Although models (2) and (3) started with slightly lower SFT loss, all three converged to nearly identical training and evaluation performance. This indicates that ModernBERT’s MLM pretraining already captures enough knowledge for diffusion SFT to activate generative capability, and that additional MDLM pretraining provides little practical benefit.

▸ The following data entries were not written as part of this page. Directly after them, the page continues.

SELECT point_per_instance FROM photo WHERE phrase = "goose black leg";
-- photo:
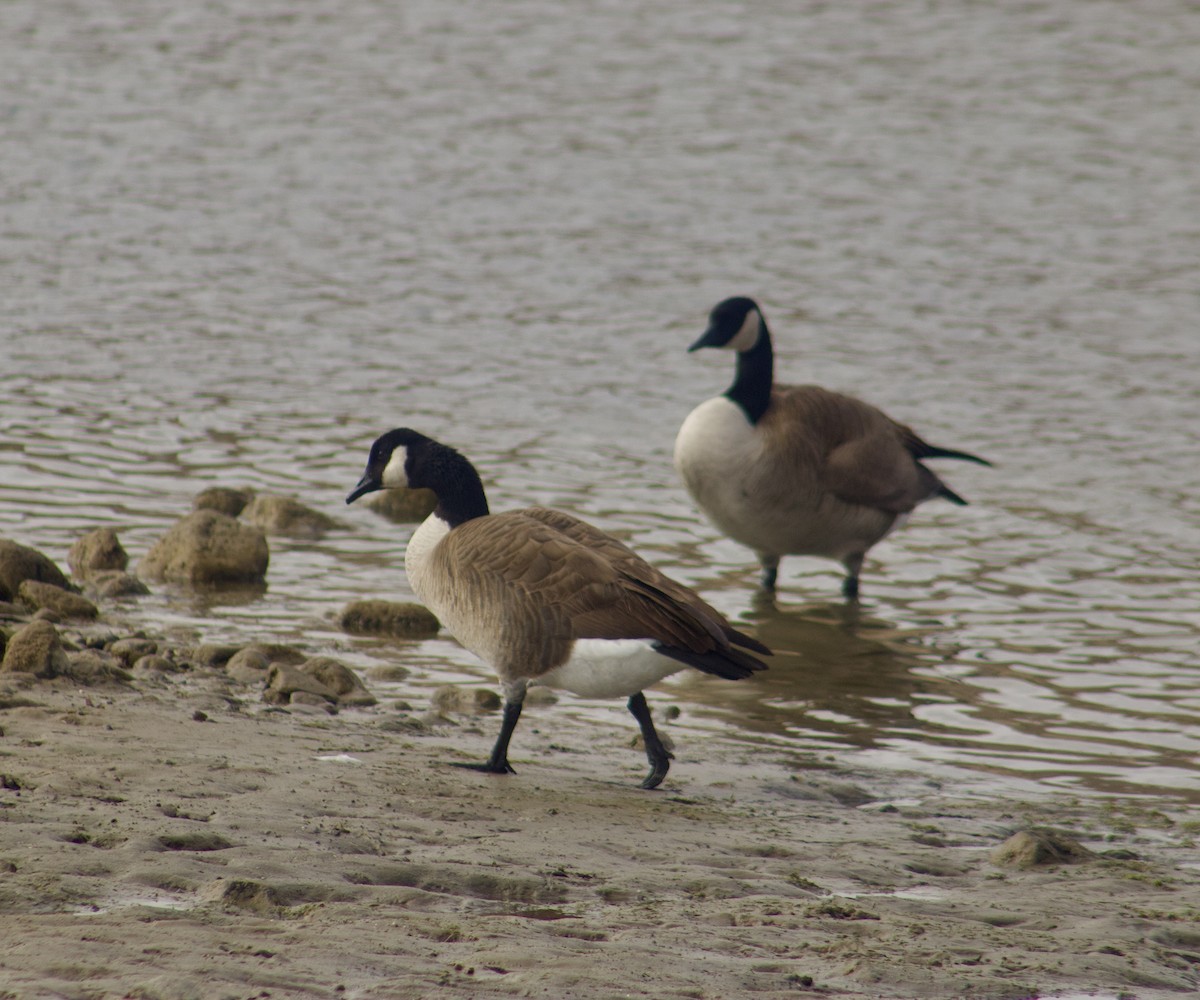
(850, 585)
(498, 762)
(658, 754)
(769, 572)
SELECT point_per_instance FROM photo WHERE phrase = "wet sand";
(177, 837)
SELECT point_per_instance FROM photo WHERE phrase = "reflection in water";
(238, 263)
(837, 671)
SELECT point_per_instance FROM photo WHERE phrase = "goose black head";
(394, 461)
(733, 324)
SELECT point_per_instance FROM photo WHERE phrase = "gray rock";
(405, 507)
(37, 650)
(283, 515)
(63, 603)
(207, 549)
(97, 550)
(19, 563)
(225, 499)
(389, 617)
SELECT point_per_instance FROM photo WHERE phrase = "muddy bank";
(178, 833)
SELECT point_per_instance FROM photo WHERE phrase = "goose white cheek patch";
(748, 336)
(394, 474)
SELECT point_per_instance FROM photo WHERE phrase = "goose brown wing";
(543, 582)
(655, 584)
(846, 448)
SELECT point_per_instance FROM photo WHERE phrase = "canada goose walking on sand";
(798, 469)
(546, 598)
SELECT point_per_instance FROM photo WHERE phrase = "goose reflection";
(838, 670)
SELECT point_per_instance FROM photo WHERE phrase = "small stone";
(207, 549)
(19, 563)
(213, 654)
(36, 650)
(97, 550)
(112, 585)
(388, 617)
(389, 674)
(1038, 846)
(155, 664)
(341, 680)
(286, 681)
(241, 894)
(225, 499)
(306, 700)
(283, 515)
(95, 666)
(132, 650)
(467, 701)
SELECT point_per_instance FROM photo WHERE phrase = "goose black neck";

Training Recipe for ModernBERT-Chat
To strengthen the diffusion SFT stage, we scaled up the instruction-tuning dataset by combining tulu-3-sft-mixture with smoltalk. Using this enlarged corpus, we trained both ModernBERT-base and ModernBERT-large under the unified diffusion SFT pipeline. This produced the final checkpoints introduced earlier: ModernBERT-base-chat-v0 and ModernBERT-large-chat-v0.
Evaluation Results
We compare ModernBERT-base-chat-v0 (0.1B) and ModernBERT-large-chat-v0 (0.4B) against Qwen1.5-0.5B and Qwen1.5-0.5B-Chat
| Model | LAMBADA | GSM8K | CEVAL-valid | BBH | Minerva-Math | MMLU | Winogrande | HellaSwag | CMMLU |
|---|---|---|---|---|---|---|---|---|---|
| ModernBERT-base-chat-v0 (evaluated) | 49.3 | 5.9 | 25.0 | 17.9 | 3.1 | 26.1 | 49.7 | 41.0 | 24.3 |
| ModernBERT-large-chat-v0 (evaluated) | 46.3 | 17.1 | 24.6 | 25.1 | 3.8 | 33.5 | 53.1 | 45.0 | 27.5 |
| Qwen1.5-0.5B (reported) | 48.6 | 22.0 | 50.5 | 18.3 | 3.1 | 39.2 | 55.0 | 48.2 | 46.6 |
| Qwen1.5-0.5B-chat (reported) | / | 11.3 | 37.2 | / | 3.1 | 35.0 | / | / | / |
Results (evaluated) are evaluated using our framework, while results (reported) come from the original paper. Qwen1.5-0.5B results are from the Qwen1.5 official blog and Qwen1.5-0.5B-chat results are from the Qwen2-0.5B-Instruct model card.
What's next
We will continue expanding the repository with new features and research directions, including:
- Transferring autoregressive models into diffusion-based ones,
- Broader support for additional diffusion LM variants and algorithms.
We welcome contributions of any form—new model backbones, training recipes, evaluation tools, or documentation improvements. Our goal is to make dLLM an accessible, reliable platform for the entire research community, and we’re excited to build it together.